Ich könnte Ihnen jetzt von meiner Schauspielerkarriere erzählen, „nicht das noch“ werden Sie denken, das interessiert doch wirklich niemanden, ich mache es trotzdem, eitler FAZke davorne, aber es geht ganz schnell, denn weit bin ich nicht gekommen: Ich habe es bis zum Diener in der Komödie „Mirandolina“ von Carlo Goldoni gebracht, und der einzige oder fast einzige Satz, den ich aufsagen musste und der fiel mir doch tatsächlich jetzt wieder ein, hieß: „In seinem Zimmer ist er nicht, das weiß ich.“ Weltliteratur, was sonst, und krönender Höhepunkt meiner Schauspielerkarriere. Aber es gab auch Aufgaben abseits des Rampenlichts, so war ich zeitweise für Gastspiele, die von außen kamen, zuständig. – Ende der Vorstellung.
Als ich fünfzig Jahre später, im Herbst 2023, von den Sparbeschlüssen des Evangelischen Stadtkirchenrats erfuhr, als zeitweise wöchentlich Mails mit Artikeln aus den BNN bei mir einschlugen, die mitten in der Regierungszeit der Ampel eine Ampel blinken sahen, die vom drohenden Aus der Lukaskirche kündete, bin ich, weil es völlig unvorbereitet kam, erstmal erschrocken. Meine erste Reaktion: Nicht die Lukaskirche!

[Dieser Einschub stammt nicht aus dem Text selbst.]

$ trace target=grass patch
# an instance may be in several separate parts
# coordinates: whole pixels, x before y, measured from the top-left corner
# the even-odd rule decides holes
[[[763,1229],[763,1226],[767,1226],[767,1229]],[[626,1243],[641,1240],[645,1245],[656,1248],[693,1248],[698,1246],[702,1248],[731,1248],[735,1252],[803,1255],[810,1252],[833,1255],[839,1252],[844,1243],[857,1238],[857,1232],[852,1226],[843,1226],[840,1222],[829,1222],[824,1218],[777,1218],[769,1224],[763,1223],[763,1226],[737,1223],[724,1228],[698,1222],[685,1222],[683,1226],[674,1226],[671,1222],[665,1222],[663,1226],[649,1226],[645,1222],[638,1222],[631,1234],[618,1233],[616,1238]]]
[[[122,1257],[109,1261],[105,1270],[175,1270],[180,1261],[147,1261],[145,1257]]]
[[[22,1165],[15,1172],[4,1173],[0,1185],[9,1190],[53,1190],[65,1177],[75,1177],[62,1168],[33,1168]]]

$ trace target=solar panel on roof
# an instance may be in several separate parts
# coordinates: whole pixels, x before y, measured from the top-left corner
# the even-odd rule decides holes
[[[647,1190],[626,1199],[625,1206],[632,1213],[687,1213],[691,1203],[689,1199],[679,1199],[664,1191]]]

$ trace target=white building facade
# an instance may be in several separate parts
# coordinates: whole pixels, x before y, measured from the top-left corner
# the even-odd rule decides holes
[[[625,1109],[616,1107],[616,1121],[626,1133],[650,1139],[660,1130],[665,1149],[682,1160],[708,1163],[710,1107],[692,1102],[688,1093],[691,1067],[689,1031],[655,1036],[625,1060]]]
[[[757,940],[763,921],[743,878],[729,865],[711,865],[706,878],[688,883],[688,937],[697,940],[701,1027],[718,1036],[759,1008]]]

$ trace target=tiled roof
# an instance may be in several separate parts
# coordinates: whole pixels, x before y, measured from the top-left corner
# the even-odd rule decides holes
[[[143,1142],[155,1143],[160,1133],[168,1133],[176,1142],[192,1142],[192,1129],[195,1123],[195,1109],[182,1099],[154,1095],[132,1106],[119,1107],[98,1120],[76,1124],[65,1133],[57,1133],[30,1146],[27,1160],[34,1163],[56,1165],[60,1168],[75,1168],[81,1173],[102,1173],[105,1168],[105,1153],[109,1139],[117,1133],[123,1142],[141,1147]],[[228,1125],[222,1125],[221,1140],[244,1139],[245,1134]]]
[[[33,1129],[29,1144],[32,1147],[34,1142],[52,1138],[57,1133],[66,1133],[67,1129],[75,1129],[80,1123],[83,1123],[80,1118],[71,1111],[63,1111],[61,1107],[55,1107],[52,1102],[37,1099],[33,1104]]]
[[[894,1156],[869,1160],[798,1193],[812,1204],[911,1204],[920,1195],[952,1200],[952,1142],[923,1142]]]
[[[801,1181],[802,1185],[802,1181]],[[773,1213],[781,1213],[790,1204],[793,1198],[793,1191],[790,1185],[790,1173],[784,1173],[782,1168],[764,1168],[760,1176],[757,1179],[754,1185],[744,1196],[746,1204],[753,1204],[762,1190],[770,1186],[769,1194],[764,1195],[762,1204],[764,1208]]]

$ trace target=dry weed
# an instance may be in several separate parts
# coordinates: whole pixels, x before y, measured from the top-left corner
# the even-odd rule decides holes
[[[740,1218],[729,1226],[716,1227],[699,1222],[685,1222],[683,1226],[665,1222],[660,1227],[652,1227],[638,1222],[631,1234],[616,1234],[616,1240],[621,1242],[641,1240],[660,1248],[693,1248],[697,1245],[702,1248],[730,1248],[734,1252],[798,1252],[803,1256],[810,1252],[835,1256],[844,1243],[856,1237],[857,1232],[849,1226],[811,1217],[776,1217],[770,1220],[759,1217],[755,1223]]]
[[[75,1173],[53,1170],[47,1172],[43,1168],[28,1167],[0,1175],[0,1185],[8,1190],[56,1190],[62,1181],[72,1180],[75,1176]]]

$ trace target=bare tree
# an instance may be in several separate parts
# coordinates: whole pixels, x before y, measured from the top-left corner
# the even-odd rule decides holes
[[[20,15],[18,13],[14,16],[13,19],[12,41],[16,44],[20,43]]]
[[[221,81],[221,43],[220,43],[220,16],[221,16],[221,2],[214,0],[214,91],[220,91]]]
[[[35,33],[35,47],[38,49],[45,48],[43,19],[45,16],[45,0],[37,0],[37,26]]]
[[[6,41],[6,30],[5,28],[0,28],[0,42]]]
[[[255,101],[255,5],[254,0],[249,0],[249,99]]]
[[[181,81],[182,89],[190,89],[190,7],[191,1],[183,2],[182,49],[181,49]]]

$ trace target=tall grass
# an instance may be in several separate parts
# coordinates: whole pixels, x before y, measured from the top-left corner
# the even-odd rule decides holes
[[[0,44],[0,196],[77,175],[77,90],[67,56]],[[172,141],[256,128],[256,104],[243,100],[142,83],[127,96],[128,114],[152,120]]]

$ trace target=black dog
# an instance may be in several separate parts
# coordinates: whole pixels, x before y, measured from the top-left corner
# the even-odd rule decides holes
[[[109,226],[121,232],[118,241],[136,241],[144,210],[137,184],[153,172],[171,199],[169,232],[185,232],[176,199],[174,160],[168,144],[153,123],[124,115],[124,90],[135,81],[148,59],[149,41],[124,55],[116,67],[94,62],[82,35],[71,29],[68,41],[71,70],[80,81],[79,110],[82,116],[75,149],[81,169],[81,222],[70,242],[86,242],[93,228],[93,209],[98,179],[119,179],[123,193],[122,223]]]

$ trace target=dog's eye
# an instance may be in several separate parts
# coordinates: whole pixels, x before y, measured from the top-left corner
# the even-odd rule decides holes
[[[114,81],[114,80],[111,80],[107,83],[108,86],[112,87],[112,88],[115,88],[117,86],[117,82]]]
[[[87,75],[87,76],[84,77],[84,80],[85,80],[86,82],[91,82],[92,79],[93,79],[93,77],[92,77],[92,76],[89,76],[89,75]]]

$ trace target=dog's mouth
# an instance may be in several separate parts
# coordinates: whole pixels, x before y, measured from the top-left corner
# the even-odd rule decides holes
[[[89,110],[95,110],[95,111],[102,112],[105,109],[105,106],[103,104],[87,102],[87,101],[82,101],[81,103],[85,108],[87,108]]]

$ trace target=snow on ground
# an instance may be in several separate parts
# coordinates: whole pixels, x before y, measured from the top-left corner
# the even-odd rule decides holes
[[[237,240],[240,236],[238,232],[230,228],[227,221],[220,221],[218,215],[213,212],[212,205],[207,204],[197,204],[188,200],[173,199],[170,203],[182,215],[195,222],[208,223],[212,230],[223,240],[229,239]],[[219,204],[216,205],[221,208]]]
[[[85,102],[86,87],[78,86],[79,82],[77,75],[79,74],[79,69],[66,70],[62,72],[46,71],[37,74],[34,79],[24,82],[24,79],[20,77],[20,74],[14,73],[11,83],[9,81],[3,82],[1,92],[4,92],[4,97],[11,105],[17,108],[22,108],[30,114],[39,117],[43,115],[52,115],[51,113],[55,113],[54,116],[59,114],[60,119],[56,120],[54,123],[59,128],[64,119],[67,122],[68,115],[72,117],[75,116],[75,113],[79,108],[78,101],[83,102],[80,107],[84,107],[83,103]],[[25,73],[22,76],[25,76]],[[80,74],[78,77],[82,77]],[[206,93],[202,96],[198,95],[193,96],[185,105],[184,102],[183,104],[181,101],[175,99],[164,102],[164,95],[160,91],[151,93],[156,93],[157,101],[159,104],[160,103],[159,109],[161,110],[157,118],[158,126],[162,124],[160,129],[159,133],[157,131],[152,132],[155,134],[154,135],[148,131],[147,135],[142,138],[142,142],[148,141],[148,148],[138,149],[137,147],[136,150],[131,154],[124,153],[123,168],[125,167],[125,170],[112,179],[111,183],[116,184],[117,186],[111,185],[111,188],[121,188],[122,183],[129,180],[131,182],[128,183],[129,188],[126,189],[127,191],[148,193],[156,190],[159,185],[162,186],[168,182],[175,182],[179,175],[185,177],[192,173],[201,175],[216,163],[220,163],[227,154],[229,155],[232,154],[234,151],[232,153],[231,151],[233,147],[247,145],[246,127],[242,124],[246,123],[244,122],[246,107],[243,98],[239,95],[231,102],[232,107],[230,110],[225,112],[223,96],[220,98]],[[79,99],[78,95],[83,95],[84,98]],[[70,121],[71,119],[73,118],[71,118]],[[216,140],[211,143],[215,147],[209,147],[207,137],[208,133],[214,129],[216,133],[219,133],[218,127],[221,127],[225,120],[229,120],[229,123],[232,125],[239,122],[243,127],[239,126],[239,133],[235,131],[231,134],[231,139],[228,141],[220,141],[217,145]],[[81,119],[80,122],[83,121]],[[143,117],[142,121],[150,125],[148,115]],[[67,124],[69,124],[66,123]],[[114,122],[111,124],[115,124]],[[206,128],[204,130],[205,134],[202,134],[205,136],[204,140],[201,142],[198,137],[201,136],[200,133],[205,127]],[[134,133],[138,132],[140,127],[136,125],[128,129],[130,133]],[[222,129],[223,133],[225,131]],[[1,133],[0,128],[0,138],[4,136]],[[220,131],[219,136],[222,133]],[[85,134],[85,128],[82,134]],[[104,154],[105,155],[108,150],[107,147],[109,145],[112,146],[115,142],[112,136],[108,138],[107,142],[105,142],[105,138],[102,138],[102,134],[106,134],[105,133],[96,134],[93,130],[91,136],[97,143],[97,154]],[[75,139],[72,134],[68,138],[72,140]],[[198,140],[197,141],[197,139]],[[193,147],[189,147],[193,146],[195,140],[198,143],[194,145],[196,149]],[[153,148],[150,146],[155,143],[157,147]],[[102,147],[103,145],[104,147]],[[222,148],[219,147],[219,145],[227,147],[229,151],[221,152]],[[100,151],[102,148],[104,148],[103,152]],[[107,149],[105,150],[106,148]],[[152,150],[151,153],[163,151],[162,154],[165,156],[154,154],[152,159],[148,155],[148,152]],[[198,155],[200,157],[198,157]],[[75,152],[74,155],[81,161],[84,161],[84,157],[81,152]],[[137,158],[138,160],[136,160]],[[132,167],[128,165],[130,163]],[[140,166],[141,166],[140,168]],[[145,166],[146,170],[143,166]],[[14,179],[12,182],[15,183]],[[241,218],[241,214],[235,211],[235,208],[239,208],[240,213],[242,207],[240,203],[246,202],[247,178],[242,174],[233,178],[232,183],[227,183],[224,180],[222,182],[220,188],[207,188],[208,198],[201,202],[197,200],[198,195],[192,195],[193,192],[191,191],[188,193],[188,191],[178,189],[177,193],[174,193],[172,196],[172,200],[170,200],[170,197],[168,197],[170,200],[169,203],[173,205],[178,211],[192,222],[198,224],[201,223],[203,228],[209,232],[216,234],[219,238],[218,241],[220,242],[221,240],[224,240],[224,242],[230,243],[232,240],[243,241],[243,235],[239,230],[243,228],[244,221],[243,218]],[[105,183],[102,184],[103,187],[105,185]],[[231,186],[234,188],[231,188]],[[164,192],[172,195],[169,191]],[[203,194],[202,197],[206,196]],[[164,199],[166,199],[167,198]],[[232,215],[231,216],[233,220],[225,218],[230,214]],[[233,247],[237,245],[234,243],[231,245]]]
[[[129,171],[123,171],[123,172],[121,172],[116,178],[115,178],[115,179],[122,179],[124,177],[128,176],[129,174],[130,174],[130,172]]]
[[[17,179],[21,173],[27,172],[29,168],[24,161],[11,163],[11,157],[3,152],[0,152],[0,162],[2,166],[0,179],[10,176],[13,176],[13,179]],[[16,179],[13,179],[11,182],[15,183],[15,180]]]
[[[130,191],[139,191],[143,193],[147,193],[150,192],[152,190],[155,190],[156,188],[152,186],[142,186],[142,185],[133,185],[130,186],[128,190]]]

Das hat seinen guten Grund: Mein Vater hat nur zwei Kirchen gebaut, 1964 die Lukaskirche und im gleichen Jahr begann die Planung für die Jakobuskirche, die gar nicht weit von hier 1970 in der Nordweststadt eingeweiht wurde. Um diese Jakobuskirche hat es 1985 Streit gegeben. Der Architekt wandte sich gegen die Anbringung eines großen Holzkreuzes an der Außenfassade (und zwei Jahre später auch gegen ein Kruzifix im Innenraum), weil er den neutralen Charakter des Werks beeinträchtigt fand, und als 2001 der Einbau eines Fensterzyklus beschlossen wurde, sah er sein Urheberrecht verletzt und zog vor Gericht. Die Klage wurde abgewiesen. Das hat ihn, nur darum geht es mir und nicht etwa um eine juristische Bewertung, sehr beschäftigt, auch geärgert und gekränkt. 2017 wurde die Kirche abgerissen, das hat er nicht mehr erlebt.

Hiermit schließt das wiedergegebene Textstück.